Apple iBooks 2 Hopes To Reboot Textbooks

iBooksApple appears to be digging into some of its own roots in the 1980s as a darling of the education market in the company’s new push to “reinvent” textbooks. Citing the high cost of school system books and the low levels of engagement among students with them, Apple executives took to the stage in New York yesterday to roll out new iPad apps and authoring tools designed to make school reading lists more fun, affordable and easier to develop.

The iBooks 2 app for iOS, released yesterday, offers more app-like interactivity in downloadable books. Text now has greater pinch and zoom capabilities, with features such as text highlighting, study card creation, and integrated glossaries. Phil Schiller, SVP of Worldwide Marketing for Apple, stated: “Now with iBooks 2 for iPad, students have a more dynamic, engaging and truly interactive way to read and learn, using the device they already love.”

On the supply side, Apple is offering the iBooks Author app that uses a Mac to create these embedded effects in texts and allows them to be published in the Apple Bookstore. Designed for non-professionals, the tools offer drag- and-drop and template approaches to book design.

The iBooks store was populated by eight initial texts aimed at the secondary and primary markets with $14.99 price points. Apparently, Apple intends to do to textbooks what it has done to music -- encourage lower pricing in return for massive and easy purchase and distribution. McGraw Hill Education and Pearson are among the early partners in this venture, and both are already represented in the textbook library.

Apple has also added a new iTunes U app that pulls together course materials into a single library. Lectures, quizzes, syllabi and other materials are all available. Apple claims there are a total of 20,000 educational apps now available. 

One of the models that seemed to be introduced but not emphasized in the presentation was episodic book distribution. To demonstrate the capabilities of the new iBooks format, the E.O. Wilson book "Life on Earth" is offered in a free sample version. According to the book information, subsequent chapters will be released over the next year.  
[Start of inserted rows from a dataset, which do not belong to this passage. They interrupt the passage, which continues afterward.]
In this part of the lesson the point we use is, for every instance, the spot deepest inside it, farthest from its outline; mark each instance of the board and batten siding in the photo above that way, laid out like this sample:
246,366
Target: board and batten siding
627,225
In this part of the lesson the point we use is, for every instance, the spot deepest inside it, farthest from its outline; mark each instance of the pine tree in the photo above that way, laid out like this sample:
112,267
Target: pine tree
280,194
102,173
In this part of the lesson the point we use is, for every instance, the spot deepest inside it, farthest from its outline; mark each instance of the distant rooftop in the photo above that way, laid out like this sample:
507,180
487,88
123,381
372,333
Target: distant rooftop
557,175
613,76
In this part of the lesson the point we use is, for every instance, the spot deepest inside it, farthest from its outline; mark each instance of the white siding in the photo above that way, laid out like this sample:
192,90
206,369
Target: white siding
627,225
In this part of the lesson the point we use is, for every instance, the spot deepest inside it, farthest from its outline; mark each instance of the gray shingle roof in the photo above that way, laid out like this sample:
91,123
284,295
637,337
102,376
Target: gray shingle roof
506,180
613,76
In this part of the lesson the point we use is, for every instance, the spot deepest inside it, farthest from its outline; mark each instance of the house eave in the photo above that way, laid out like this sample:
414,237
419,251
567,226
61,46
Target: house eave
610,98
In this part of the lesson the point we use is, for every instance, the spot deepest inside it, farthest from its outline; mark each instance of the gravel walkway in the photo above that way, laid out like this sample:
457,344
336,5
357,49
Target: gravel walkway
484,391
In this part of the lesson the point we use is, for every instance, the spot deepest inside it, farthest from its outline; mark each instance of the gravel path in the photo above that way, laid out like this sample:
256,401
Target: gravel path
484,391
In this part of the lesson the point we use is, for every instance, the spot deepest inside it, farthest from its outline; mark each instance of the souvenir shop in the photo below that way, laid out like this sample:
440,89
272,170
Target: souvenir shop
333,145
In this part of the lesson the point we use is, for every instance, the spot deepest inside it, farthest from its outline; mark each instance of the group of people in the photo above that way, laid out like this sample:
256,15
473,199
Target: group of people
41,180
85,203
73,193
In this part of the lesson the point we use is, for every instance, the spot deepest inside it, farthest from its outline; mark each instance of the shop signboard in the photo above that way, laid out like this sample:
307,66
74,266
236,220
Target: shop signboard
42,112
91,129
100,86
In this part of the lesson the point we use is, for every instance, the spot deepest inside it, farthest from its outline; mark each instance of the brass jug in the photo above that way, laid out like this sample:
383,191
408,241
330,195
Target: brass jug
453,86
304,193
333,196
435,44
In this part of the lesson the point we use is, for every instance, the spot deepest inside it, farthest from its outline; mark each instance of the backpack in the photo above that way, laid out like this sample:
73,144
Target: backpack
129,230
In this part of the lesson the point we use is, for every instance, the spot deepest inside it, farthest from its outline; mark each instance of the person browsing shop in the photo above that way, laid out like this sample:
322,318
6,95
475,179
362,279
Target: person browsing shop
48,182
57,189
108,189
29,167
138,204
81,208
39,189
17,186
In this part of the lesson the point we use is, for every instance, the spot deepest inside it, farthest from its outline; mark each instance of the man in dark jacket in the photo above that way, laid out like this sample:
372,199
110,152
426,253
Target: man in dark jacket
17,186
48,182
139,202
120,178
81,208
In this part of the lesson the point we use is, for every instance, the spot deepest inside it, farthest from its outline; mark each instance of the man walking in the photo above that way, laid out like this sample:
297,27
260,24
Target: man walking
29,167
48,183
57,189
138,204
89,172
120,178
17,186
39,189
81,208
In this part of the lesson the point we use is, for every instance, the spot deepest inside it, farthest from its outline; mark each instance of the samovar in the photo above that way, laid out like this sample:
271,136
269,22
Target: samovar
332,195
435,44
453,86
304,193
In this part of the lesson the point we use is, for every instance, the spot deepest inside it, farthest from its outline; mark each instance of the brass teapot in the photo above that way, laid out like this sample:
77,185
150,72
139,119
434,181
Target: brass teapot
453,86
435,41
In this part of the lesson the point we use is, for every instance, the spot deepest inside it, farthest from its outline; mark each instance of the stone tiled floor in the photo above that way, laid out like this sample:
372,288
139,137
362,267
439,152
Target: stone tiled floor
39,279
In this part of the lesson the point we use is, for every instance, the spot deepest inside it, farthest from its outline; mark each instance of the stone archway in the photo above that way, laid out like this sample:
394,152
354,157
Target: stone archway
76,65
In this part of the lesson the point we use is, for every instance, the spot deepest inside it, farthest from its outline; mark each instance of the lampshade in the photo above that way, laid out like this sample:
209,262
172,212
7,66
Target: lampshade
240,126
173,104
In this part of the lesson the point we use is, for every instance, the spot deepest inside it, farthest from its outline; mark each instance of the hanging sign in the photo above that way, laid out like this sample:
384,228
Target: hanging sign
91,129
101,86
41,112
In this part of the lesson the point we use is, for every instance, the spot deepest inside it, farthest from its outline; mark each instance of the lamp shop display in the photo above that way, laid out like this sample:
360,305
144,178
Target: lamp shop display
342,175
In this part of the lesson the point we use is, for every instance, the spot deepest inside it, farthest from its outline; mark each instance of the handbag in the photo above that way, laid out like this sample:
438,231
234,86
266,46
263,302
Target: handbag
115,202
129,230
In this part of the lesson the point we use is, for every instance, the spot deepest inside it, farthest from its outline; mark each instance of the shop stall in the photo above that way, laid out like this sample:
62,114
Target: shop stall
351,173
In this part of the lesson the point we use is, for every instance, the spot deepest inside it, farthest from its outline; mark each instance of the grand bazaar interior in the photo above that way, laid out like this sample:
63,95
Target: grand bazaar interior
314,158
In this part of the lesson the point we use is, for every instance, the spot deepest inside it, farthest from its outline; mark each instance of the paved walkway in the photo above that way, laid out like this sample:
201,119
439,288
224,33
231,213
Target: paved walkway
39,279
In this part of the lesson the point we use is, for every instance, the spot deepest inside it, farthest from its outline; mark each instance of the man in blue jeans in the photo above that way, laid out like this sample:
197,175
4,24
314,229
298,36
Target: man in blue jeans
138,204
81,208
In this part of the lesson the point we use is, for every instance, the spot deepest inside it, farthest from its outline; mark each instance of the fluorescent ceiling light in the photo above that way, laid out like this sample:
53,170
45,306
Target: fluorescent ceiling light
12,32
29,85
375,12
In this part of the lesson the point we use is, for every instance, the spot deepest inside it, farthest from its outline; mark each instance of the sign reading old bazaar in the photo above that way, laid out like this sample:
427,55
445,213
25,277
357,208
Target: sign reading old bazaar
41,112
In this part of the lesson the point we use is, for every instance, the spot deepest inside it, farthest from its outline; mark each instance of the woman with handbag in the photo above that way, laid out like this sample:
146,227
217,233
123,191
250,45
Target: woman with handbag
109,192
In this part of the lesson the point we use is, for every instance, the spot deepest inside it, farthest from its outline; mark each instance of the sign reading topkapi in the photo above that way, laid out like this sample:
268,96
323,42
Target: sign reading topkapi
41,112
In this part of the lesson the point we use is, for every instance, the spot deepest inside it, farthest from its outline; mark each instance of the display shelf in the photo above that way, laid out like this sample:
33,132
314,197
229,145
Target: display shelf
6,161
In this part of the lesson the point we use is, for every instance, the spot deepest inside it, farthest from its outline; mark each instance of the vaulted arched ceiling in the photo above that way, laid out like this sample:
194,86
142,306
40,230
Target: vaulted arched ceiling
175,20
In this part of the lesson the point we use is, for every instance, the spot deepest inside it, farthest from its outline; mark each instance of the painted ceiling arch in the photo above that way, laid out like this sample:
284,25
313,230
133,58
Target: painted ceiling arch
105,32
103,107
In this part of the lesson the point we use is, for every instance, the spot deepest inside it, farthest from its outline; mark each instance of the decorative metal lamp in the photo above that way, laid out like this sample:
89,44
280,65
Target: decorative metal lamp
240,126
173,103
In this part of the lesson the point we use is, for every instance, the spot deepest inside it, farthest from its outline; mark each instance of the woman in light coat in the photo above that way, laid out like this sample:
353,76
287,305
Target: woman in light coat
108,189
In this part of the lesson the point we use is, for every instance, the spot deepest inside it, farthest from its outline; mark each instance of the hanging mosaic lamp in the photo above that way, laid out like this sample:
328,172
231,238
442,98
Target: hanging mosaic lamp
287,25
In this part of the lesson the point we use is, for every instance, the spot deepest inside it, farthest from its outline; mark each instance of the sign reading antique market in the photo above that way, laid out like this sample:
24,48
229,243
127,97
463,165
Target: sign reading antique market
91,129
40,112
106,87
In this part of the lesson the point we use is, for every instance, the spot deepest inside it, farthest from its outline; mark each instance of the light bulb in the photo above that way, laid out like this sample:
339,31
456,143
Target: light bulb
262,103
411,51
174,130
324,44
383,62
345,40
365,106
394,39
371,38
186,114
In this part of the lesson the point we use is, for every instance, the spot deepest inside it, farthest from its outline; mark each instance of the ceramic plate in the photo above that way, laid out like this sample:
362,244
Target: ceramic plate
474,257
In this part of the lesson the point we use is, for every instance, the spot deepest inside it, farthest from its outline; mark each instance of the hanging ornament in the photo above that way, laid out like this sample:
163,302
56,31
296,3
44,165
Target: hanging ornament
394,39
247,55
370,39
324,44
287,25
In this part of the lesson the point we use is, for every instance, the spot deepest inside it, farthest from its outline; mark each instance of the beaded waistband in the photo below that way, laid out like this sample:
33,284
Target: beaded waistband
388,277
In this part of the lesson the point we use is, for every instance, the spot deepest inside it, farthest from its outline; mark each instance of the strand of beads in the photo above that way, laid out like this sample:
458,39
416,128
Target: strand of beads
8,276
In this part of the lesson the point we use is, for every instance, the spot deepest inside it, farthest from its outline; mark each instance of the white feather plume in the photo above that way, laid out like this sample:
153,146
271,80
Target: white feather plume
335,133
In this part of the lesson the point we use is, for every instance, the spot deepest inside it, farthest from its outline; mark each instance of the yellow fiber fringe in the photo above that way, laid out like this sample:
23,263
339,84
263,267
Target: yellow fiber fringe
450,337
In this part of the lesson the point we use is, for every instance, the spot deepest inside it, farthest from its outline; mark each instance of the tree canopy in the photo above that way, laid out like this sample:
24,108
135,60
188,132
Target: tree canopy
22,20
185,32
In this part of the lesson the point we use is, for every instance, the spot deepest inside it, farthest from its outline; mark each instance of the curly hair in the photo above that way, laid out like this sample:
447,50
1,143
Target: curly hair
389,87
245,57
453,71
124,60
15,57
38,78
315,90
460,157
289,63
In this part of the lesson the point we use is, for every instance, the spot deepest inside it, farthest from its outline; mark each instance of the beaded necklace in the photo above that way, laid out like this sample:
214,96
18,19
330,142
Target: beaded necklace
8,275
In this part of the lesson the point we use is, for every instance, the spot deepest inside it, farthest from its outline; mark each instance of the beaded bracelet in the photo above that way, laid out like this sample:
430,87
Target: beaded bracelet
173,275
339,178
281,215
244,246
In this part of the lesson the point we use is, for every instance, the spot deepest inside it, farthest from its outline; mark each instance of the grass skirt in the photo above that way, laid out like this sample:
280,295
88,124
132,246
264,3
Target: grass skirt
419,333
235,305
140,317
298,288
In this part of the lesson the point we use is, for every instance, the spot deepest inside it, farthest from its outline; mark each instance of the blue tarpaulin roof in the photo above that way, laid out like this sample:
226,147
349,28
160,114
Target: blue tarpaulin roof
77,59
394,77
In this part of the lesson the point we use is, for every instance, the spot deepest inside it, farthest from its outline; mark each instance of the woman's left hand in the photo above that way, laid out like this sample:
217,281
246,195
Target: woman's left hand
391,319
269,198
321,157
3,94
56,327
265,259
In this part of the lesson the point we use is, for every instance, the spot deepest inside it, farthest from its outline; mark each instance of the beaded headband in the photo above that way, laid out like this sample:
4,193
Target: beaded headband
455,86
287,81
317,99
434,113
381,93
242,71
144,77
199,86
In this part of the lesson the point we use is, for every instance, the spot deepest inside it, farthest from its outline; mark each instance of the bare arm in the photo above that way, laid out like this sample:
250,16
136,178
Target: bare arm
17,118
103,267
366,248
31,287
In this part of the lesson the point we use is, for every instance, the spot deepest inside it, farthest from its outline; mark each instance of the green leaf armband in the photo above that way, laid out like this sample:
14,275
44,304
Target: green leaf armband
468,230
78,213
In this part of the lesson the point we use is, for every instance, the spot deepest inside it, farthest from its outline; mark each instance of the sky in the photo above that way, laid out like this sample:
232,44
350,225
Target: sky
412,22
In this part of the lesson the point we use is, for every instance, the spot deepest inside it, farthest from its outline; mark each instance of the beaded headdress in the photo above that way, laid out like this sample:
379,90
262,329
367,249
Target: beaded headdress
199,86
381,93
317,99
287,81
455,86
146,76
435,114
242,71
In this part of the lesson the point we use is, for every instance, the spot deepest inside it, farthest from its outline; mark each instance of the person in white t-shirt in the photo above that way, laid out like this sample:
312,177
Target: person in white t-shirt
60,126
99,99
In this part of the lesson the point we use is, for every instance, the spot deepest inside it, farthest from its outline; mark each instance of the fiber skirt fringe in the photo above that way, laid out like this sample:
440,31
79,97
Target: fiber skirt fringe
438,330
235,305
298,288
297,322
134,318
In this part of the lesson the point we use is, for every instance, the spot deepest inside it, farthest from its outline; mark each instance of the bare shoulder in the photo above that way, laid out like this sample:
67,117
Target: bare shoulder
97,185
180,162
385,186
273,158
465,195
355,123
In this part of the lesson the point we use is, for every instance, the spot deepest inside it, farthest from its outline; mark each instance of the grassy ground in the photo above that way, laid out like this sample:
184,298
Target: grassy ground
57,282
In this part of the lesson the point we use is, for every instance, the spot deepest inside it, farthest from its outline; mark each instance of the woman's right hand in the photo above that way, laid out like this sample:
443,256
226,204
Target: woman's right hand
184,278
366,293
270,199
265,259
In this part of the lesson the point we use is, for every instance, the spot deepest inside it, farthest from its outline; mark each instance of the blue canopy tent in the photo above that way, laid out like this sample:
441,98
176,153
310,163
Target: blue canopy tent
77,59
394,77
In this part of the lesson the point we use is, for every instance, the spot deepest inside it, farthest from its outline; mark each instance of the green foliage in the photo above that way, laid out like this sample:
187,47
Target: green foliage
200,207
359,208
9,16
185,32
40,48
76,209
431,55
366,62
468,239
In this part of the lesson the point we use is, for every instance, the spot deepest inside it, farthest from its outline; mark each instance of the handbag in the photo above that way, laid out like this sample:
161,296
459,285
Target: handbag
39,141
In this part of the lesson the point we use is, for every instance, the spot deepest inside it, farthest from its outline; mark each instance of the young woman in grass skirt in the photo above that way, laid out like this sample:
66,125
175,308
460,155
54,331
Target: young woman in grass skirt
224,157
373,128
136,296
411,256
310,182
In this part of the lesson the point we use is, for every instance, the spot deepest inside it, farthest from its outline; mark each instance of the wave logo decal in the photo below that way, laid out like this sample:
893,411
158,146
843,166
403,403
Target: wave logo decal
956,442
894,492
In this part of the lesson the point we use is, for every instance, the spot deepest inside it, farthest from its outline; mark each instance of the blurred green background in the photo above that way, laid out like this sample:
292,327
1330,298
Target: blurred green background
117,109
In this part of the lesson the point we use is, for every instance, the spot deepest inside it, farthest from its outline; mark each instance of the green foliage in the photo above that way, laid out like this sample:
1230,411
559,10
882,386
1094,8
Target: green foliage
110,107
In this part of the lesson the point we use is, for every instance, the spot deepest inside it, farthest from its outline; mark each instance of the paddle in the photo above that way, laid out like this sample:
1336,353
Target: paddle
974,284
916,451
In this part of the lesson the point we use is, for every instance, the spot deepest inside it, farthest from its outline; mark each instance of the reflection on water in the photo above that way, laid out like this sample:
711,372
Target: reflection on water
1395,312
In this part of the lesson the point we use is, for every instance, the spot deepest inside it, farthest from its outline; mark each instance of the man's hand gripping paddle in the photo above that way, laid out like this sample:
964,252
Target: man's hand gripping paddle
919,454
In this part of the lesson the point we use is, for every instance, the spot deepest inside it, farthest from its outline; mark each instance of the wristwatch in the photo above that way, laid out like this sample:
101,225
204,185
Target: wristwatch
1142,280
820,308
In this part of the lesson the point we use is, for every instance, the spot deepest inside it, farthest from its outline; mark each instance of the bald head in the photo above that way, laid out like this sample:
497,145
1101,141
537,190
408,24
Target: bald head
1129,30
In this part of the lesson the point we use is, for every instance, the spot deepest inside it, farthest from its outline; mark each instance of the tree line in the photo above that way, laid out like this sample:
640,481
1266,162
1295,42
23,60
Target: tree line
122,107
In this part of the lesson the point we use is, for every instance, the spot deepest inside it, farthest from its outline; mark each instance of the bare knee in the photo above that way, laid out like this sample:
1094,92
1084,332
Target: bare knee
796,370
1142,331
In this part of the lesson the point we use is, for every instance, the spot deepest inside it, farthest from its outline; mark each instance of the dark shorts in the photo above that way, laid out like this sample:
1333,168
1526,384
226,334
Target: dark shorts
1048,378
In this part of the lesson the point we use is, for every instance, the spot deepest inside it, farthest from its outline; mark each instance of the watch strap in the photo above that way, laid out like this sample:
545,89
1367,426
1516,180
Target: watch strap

For media companies and marketers outside of the education arena, the iBooks 2 and authoring tools could open up a range of new content models. Conceivably, brands could create multimedia book experiences that have the functionality of apps but the heft and utility of books. The authoring tools and episodic models could help media and marketers see the bookstore as a place to distribute and market pamphlets, sponsored or branded books.    

In challenging the pricing and distribution models of secondary and higher education, Apple is taking on an entrenched ecosystem. While the likes of Pearson and McGraw-Hill are sizable allies, decisions about school and class texts are complex, highly localized and immersed in bureaucracy.

Forrester analyst Sarah Rotman Epps writes at the company blog: “Large publishers will still dominate the majority of content sales nationwide; new apps will be largely supplemental to traditional or digital textbooks. But over time, we expect more widespread sales erosion for large publishers, which will try to recoup some value by acquiring the smaller app innovators.”

She sees potential for a surge of third parties helping publishers to enhance their works for digital distribution. But for now, digital textbooks only account for 2.8% of the $8 billion higher-education textbook market.